Make It to The Second Date (#6 Simple First date Tips For Guys!)

Wow! You asked her out to date and she agreed! Congratulations on that! You know how fussy girls can be to even accept going out for a date. A first date at that. Whether it is online or in-person, you have heard stories of disasters on first dates. I understand that not only introverts, even the best of guys do get a sweaty palm when it comes to a First date.

nervous about the first date

It is nerve-wracking as the flow of questions and doubts bounce off your palpitating heart. No worries. The How and What of First date strategies and tips to make the First date ring in the second one and the third… First dates are more about making it fun and flirtatious.

#1 Get to know her

First things first. Get to know who your date is. If you have agreed to go out on a date, you have surely known each other. Catch up with who she is. No, don’t stalk her online.

Getting to know his first date

 Even though you met her on a dating app, read her interests on her profile. Go through the profile on social media. Learn about her interests. Get to know from common friends. Does she read? Does she like Stand Up comedians, what about her family and friend circle? It saves you walking into a dark room, so to say. The conversation will leap manifolds higher and gain you a few brownie points too.

 #2 Your date is nervous too

the girl is nervous about her guy
the girl is nervous about her guy

One thing you tend to forget is that your girl is on tenterhooks as you are. The focus on her mind is her date. She is also going through a surge of doubts as to what to wear; what to talk; which bag should she carry; should she leave her hair open. Even if it is not her first date, she is nervous. It is a tried and tested fact that if we consider others as normal as we are; that they too may be going through the same as we are, it helps in calming ourselves. Be aware that overthinking is not going to help you calm down. Try shifting your thoughts to how common it is that both of you are nervous and excited about the First date.

#3 Planning the date

Date tip next is planning where to meet up. Suggest your planning. Offer her a choice. Be flexible to a No as an answer. One thing that most guys do not get it clear is that they need not be very accommodating with where to go. It is another thing that you want her to think you are a very agreeable kind of a guy, but over time this can turn annoying.

Even if it is for a coffee, it is best to consider giving her suggestions of the good places you hang out at. This way you too can get to know her choice of places. In this volley of suggestions, it could also demonstrate that you are a considerate, out-going kind of a guy and not somebody who is not social and lives under a stone.

#4 Compliments begets Confidence

complimenting makes a first date memorable
complimenting makes a first date memorable

So both of you are a bundle of nerves sitting across each other. One sure shot way to detangle the nerves is to compliment her. Be sincere in your compliment. Be honest. People always like to hear good things told to them about them. Even if praising is not your comfort zone, do it. It instantly breaks down barriers of awkwardness on your First date. You can start your date by complimenting her looks. A sincere “you look beautiful tonight” is manners.

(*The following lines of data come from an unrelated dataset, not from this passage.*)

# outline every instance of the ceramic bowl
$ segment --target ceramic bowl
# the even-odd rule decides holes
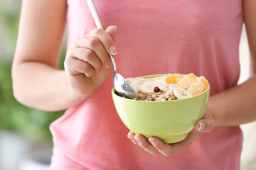
[[[151,78],[164,74],[148,75]],[[112,95],[117,113],[132,132],[149,138],[155,136],[166,143],[183,140],[206,110],[210,86],[196,96],[174,101],[142,101]]]

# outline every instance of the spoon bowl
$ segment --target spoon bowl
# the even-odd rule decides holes
[[[93,19],[96,23],[97,28],[103,29],[93,1],[87,0],[87,1],[89,6],[89,8],[92,13]],[[128,84],[128,82],[122,76],[116,72],[117,64],[115,63],[114,57],[111,55],[110,55],[110,57],[113,64],[114,86],[117,94],[122,97],[124,97],[127,98],[137,99],[138,97],[137,96],[134,91],[132,89],[131,86]]]

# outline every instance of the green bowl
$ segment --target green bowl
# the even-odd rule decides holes
[[[151,78],[164,74],[148,75]],[[142,101],[112,95],[117,113],[124,124],[135,134],[154,136],[165,143],[184,140],[206,110],[210,86],[196,96],[174,101]]]

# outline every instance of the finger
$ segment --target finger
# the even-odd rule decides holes
[[[102,64],[110,60],[110,56],[102,44],[95,37],[85,36],[75,42],[75,46],[80,48],[87,48],[92,50]]]
[[[82,61],[89,63],[95,71],[99,71],[102,67],[102,63],[97,57],[94,51],[87,48],[73,48],[68,52],[71,57],[79,59]]]
[[[149,140],[147,140],[146,138],[142,135],[135,135],[134,139],[137,141],[139,146],[142,147],[146,152],[153,154],[160,154],[160,152],[154,147],[154,146],[149,142]]]
[[[149,137],[149,141],[162,154],[169,156],[185,152],[191,143],[198,140],[202,135],[202,132],[194,130],[188,135],[186,138],[178,142],[166,144],[156,137]]]
[[[107,28],[106,32],[110,35],[114,42],[115,42],[115,33],[117,32],[117,26],[111,26]]]
[[[195,125],[196,129],[201,132],[208,132],[215,128],[215,121],[211,114],[206,113],[203,118]]]
[[[174,148],[156,137],[150,137],[149,141],[152,146],[161,154],[165,156],[169,156],[174,154]]]
[[[115,29],[113,29],[111,27],[110,28],[107,28],[107,31],[110,32],[111,34],[113,34],[113,31],[115,31]],[[114,45],[114,42],[112,38],[110,36],[110,34],[108,34],[106,31],[103,30],[100,28],[94,29],[92,31],[91,31],[88,35],[90,35],[92,37],[97,38],[98,40],[100,40],[100,42],[102,44],[102,45],[105,47],[106,50],[107,51],[108,54],[114,55],[117,53],[117,48]]]
[[[134,139],[134,136],[135,136],[135,134],[133,133],[132,131],[129,131],[127,135],[127,137],[130,140],[132,140],[134,144],[135,144],[136,145],[139,145],[139,143],[137,142],[137,140]]]
[[[95,74],[95,69],[89,63],[79,59],[68,57],[64,62],[65,69],[70,75],[83,73],[87,77]]]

Having said that, take care not to tread on her looks more than that. You can proceed to compliment on what she pursues in her career or studies and aptly lace it with the fact that she is possessing few skills and traits. This may set an impression that you are a guy who appreciates more than physical beauty.

#5 What next?… to talk?

No sweat. Conversation on the First date flows organically. Yes? No! You need to kindle a conversation. Questions. Open-ended questions will trigger a conversation big time. So how do you pose open-ended questions versus closed-ended questions? It is simple.

When you ask a question,” Do you like to watch films?” you will get an answer-“yes’ or a “No”. It is tough to move ahead in a conversation with a Yes/No answer. Eventually, both of you will face a silence embedded with smiles at each other. You can do better than this with an interesting person like her. Actually!

Before you meet up with your date, think of all the possible questions related to her interests that you would like to ask her to take on. Ask questions beginning with How do you (do)… or What is you (opinion) about…? or why don’t you(like)…? These questions will give her a chance to express her thoughts on a topic. While at it, do remember to subtly let her know you have been looking at her profile prior to the date. It will lead to an exchange of views and take a conversation to a next level.

#6 Avoid getting physical

To kiss or not to kiss? Not to kiss. Questions, as she likes, may creep into your thoughts. It is best to keep getting to know each other well on your first date. Yes, holding hands will not repel her while she is still finding a comfortable vibe with you. After the second date, you will probably get to know if she likes you and her willingness to have physical closeness. Remember not to end your date in awkwardness and silence. The best that you can give each other is a warm hug when you leave or say your Byes.

To sum up

Being yourself will encourage her too to be herself. Own up goof up with humour. The first date ought to be about having fun and being a little flirtatious. With all those First date tips up there executed meticulously, you will hear from her for a second date, very soon!